Assembling my slides took way longer then expected because I realized I had too much to say in 5 minutes and that meant I had too many slides. I had to eliminate, pair down, refine, etc. Not easy for a guy that likes to talk a lot.
The event organizers (all great people) provided a speaking coach and she was AWESOME. Her name is Angie Flynn-McIver of Executive Repertory. Angie met with me one-on-one and listened to my talk and asked me to make a couple of simple yet important changes. One tip she gave was to "get rid of the light saber". I was going to use a light saber during my talk but Angie said it would be distracting for me and the audience. I'm so glad I followed her advice on that one.
Here are a few resources that helped a lot:
Scott Berkun -- Why And How To Give An IGNITE Talk
Scott Berkun's blog post on the same subject
Jason Grigsby's "How To Give a Successful Ignite Presentation"
I bounced some ideas off of Ken Denmead at GeekDad.com (Thank you Ken!).
The biggest realization I had was how vulnerable I felt talking about parenting, my kids, and doing geeky stuff with my kids. The place was sold out with 420 in attendance and I just wasn't used to talking on a subject so personal in front of so many people.

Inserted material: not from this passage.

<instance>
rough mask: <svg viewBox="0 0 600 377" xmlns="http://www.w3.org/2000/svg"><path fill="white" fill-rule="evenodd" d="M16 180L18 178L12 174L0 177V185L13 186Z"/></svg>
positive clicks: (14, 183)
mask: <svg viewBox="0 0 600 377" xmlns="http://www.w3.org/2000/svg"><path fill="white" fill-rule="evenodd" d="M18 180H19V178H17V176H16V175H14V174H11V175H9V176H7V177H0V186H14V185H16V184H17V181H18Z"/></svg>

Towards the end of my talk you'll see me get a little choked up when the slide of my daughter's thank you card is on the screen. That was a surprise. I practiced my talk so many times and not once did I have an emotional reaction to my daughter's card. Sharing that image with hundreds of people really did get me connected with why I do this Geek Dad stuff - - it's a great way to spend time with my kids.